The experimental tool seemed innocuous enough at first glance: Plug in a pixelated image of a face and it would generate a higher-resolution mock-up using machine learning.
But it wasn’t long after an independent programmer posted it to Twitter last week that other researchers started to notice a glaring flaw. When prompted with Barack Obama’s blurry likeness, it returned a white man’s face with little resemblance to the former president. Ditto for other prominent people of color such as U.S. Rep. Alexandria Ocasio-Cortez and actress Lucy Liu.
The unfortunate tendency has fueled a heated debate in the artificial intelligence field over racial biases in the industry and how they manifest in the software it produces. Some of the industry’s biggest names have weighed in.
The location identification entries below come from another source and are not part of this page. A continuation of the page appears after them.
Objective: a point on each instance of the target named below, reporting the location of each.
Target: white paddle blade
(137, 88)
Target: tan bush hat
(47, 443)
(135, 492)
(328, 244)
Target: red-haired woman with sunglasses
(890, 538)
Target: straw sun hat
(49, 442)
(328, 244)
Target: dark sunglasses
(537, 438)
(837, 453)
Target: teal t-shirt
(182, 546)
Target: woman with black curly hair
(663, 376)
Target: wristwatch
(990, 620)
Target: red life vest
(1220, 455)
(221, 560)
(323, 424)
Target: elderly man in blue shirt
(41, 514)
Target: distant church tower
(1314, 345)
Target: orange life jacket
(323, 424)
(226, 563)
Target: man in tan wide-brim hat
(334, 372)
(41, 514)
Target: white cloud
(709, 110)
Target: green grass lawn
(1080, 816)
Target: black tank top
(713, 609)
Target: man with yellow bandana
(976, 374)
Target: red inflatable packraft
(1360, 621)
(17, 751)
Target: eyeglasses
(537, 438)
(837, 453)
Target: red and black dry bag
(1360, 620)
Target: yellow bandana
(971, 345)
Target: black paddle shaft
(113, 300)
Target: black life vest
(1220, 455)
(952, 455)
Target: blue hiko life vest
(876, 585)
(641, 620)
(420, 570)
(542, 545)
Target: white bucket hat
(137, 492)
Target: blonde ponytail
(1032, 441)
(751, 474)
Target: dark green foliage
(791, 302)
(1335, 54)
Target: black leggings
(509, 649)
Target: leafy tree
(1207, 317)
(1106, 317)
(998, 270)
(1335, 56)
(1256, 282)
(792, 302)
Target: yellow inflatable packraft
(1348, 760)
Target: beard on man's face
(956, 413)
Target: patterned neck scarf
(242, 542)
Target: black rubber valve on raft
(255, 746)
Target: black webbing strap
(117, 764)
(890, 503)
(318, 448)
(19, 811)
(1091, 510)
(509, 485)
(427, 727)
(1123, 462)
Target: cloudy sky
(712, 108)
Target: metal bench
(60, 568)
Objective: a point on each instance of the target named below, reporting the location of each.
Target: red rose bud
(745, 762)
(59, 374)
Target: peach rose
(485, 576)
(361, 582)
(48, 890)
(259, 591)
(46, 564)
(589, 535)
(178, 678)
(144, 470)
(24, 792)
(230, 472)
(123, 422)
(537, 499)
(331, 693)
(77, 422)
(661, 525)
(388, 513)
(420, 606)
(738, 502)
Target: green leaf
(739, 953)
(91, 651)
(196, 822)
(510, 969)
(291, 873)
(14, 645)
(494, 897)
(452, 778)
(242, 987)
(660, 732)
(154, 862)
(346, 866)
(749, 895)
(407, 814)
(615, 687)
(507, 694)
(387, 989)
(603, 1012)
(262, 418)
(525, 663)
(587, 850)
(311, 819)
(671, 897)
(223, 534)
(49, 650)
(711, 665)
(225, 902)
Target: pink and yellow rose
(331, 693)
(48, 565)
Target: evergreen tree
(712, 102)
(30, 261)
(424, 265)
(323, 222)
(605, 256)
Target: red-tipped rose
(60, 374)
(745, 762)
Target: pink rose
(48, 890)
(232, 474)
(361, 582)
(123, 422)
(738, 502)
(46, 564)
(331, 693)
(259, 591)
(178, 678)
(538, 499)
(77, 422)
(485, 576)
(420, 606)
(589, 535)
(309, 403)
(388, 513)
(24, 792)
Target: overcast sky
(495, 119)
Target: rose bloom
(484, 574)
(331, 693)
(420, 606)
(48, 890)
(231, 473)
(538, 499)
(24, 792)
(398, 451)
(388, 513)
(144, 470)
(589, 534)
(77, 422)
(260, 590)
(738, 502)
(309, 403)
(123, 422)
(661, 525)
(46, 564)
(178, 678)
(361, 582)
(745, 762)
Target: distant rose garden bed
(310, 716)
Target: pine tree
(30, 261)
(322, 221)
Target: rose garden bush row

It comes as organizations and industries everywhere grapple with issues of discrimination and diversity amid worldwide Black Lives Matter protests against racial injustice.
But even before this particular moment of reckoning, a growing movement of activists, academics and technologists have been highlighting the biases and lack of accountability pervasive in the black-box algorithms that have come to govern an increasing share of our daily lives.
Their position is largely that incidents like the whitewashing depixelator are a symptom of a larger problem rooted in a lack of diversity in the industry, a failure to consult social science fields for a nuanced understanding of racist societal systems and development processes that are unaccountable to people affected by the finished products.
Not everyone sees the issue this way. Earlier this week, Facebook Chief AI Scientist Yann LeCun argued in a Twitter thread that the problems inherent to the model can be traced back to biases in the dataset—in this case, an algorithm called Pulse that is built on a more widely used model from Nvidia called StyleGAN.
While LeCun conceded there are other points in the algorithm development process where bias might be introduced, he has pushed the view that datasets are the main culprits in the past, and it is a common rebuttal to people in the AI industry who say that more comprehensive changes are needed.
Many other prominent researchers pushed back against LeCun’s argument on Twitter. David Ha, a research scientist at Google Brain, pointed out that even if the dataset were vetted for this particular instance, the benchmarks that engineers use to gauge progress in the field are rooted in their own biased datasets.
Timnit Gebru, co-lead of the Ethical AI Team at Google, pointed Lecun to a talk from Google Brain research scientist Emily Denton that breaks down the various ways in which bias can infect specifically facial reconstruction tools, including an examination of what researchers consider to normative and “objective” in how data is framed.
But a chorus of agreement with LeCun from engineers, developers and anonymous Twitter handles shows these ideas aren’t universally accepted within the AI industry.
The reckoning within the field of AI has taken other forms in the past few weeks as well. Amazon, IBM and Microsoft all recently committed to ending or pausing their sales of facial recognition tech after widespread reports over the past few years of such algorithms being racially biased and in some cases leading to wrongful accusations.
Tools like the facial depixelator can serve as a reminder of how commonplace bias can be in AI models and why measures like these are only the start of fixing the problem.